To a much smaller extent parallel operation is affected by the relative outputs of the transformers, but actually this aspect is reflected into the third characteristic since, if the disparity in outputs of any two transformers exceeds three to one it may be difficult to incorporate sufficient impedance in the smaller transformer to produce the correct loading conditions for each unit.
Characteristics 1 and 5 only apply to polyphase transformers. A very small degree of latitude may be allowed with regard to the second characteristic mentioned above, while a somewhat greater tolerance may be allowed with the third, but the polarity and phase sequence, where applicable, of all transformers operating in parallel must be the same.

It is very desirable that the voltage ratios of any two or more transformers operating in parallel should be the same, for if there is any difference whatever a circulating current will flow in the secondary windings of the transformers when they are connected in parallel, and even before they are connected to any external load. Such a circulating current may or may not be permissible.
This is dependent firstly on its actual magnitude and, secondly, on whether the load to be supplied is less than or equal to the sum of the rated outputs of the transformers operating in parallel. As a rule, however, every effort should be made to obtain identical ratios, and particular attention should be given to obtaining these at all ratios when transformers are fitted with tappings.
In passing, it may be well to point out that when a manufacturer is asked to design a transformer to operate in parallel with existing transformers, the actual ratio of primary and secondary turns should be given, as this ratio can easily be obtained exactly. Such figures would, of course, be obtained from the works test certificate for the existing transformers.

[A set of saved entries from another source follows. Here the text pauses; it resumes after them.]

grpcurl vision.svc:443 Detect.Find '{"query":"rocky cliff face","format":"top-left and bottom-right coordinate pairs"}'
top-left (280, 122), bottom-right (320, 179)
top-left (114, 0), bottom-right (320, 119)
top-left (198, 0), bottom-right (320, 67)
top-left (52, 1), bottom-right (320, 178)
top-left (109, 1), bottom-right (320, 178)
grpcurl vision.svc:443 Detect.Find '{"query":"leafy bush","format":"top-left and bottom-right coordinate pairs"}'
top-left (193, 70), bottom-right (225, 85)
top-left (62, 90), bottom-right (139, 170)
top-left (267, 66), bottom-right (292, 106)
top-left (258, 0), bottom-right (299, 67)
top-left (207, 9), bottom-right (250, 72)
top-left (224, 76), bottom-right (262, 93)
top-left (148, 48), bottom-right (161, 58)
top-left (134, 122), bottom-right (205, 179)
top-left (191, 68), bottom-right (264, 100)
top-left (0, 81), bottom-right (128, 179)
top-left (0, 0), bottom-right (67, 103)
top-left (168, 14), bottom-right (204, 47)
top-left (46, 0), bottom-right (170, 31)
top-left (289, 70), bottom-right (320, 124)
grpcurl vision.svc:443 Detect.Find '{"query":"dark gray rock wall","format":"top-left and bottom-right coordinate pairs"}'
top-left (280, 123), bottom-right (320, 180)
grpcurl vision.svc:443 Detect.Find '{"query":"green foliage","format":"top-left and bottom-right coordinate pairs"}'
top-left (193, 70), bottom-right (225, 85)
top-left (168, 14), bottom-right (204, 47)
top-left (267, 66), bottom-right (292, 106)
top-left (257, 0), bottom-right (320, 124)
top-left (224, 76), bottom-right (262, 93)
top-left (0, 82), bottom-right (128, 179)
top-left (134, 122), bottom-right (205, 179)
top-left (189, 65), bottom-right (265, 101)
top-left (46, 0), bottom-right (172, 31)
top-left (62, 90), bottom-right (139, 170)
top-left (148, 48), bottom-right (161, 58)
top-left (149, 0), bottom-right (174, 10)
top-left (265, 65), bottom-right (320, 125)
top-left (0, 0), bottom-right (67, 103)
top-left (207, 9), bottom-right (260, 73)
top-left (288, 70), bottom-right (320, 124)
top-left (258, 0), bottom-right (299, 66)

It is to be noted that this flow of circulating current takes place before the transformers are connected up to any external load. A circulating current in the transformer windings of the order of, say, 5% of the full-load current may generally be allowed in the case of modern transformers without any fear of serious overheating occurring. It is sometimes very difficult to design new transformers to give a turns ratio on, say, four tappings identical to what an existing one may possess, and while it is desirable that the ratios should be the same, it is not necessary to insist on their being identical.

Circulating current control
Where two or more transformers of similar impedance are operated in parallel they will each provide an equal share of the load current. In the event of one of these transformers changing to a higher tapping position, a circulating current will flow between this transformer and the remaining units. This circulating current will appear as a lagging current from the unit which has changed taps.
It will be equally divided between the other transformers which are in parallel and will appear to these transformers as a leading current.
It is possible by judicious connection of current transformers to separate this circulating current from the load current and introduce it into components in the automatic voltage regulating (AVR) circuit. These are so connected into the AVR circuit such as to provide an additional voltage to the AVR which has tapped up and a subtractive voltage to the remaining AVRs controlling the parallel-connected transformers. Using this method and carefully adjusted components, transformers can be kept within close tapping positions of each other. There has been much development in the supervisory control of system voltages, and on some systems centralised control has been achieved by the operations of tapchangers by remote supervisory methods. This is usually confined to supervisory remote pushbutton control, with an indication of the
tapchanger position, but more complicated schemes have been installed and are being satisfactorily operated where tapchangers are controlled from automatic relays on their respective control panels, with supervisory adjustmentof their preset voltage and selection of groups operating in parallel, and with all necessary indications reported back by supervisory means to the central control room.